ForgerySleuth: Empowering Multimodal Large Language Models for Image Manipulation Detection
Zhihao Sun, Haoran Jiang, Haoran Chen, Yixin Cao, Xipeng Qiu, Zuxuan Wu, Yu-Gang Jiang
TL;DR
ForgerySleuth advances image manipulation detection by integrating a multimodal LLM with a trace encoder and a fusion-based vision decoder to produce dense tampering masks and structured explanatory reasoning.
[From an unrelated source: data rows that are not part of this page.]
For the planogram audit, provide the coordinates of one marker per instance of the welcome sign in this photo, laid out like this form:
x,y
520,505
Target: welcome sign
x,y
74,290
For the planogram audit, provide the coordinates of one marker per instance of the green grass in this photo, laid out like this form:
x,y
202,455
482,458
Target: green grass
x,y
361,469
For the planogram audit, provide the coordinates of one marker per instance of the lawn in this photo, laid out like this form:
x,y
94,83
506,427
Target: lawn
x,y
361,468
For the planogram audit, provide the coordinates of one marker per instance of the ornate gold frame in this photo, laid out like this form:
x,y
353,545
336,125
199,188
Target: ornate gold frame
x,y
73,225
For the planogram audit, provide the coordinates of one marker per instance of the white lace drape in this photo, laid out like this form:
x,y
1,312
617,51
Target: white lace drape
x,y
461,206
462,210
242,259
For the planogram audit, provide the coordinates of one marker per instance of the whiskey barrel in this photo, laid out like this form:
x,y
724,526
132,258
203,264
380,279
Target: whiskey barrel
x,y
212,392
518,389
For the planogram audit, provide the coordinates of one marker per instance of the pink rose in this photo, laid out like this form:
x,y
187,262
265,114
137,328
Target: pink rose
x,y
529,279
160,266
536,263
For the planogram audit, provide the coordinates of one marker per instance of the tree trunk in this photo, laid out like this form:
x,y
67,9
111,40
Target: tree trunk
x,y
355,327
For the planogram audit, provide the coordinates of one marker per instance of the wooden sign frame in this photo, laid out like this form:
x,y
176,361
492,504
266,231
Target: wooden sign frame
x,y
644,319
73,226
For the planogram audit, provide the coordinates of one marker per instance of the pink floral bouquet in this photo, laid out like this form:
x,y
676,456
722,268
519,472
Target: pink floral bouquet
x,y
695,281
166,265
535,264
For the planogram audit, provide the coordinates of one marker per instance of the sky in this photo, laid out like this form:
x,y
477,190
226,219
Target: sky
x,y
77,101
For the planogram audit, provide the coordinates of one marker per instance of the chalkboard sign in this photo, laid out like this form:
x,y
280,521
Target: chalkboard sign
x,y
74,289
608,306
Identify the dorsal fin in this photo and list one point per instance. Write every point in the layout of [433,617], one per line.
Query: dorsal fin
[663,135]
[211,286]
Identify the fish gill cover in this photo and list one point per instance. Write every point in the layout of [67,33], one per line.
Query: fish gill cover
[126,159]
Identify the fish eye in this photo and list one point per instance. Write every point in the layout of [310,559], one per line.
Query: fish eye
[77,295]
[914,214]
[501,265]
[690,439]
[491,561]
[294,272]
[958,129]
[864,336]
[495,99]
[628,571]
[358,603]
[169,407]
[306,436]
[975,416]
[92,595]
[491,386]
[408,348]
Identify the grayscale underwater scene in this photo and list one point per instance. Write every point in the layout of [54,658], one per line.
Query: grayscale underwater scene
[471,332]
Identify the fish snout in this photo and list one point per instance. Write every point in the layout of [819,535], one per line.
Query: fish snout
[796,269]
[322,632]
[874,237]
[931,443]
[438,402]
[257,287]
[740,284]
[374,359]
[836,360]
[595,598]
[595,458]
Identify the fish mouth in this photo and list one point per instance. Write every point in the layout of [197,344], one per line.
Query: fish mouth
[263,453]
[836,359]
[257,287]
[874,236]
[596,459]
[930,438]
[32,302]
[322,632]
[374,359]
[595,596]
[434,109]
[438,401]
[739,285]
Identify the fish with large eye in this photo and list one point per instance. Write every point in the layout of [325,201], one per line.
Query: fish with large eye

It introduces the ForgeryAnalysis dataset (with Chain-of-Clues prompts) and a scalable ForgeryAnalysis-PT pretraining set via a dedicated data engine, addressing LLM hallucinations and explainability gaps. Empirical results show strong localization performance and superior forgery analysis quality across multiple benchmarks, with robust behavior under distortions. The work provides a practical framework and open resources to promote research on interpretable, generalizable IMD with M-LLMs.
Abstract
Multimodal large language models have unlocked new possibilities for various multimodal tasks. However, their potential in image manipulation detection remains unexplored. When directly applied to the IMD task, M-LLMs often produce reasoning texts that suffer from hallucinations and overthinking. To address this, we propose ForgerySleuth, which leverages M-LLMs to perform comprehensive clue fusion and generate segmentation outputs indicating specific regions that are tampered with. Moreover, we construct the ForgeryAnalysis dataset through the Chain-of-Clues prompt, which includes analysis and reasoning text to upgrade the image manipulation detection task. A data engine is also introduced to build a larger-scale dataset for the pre-training phase. Our extensive experiments demonstrate the effectiveness of ForgeryAnalysis and show that ForgerySleuth significantly outperforms existing methods in generalization, robustness, and explainability.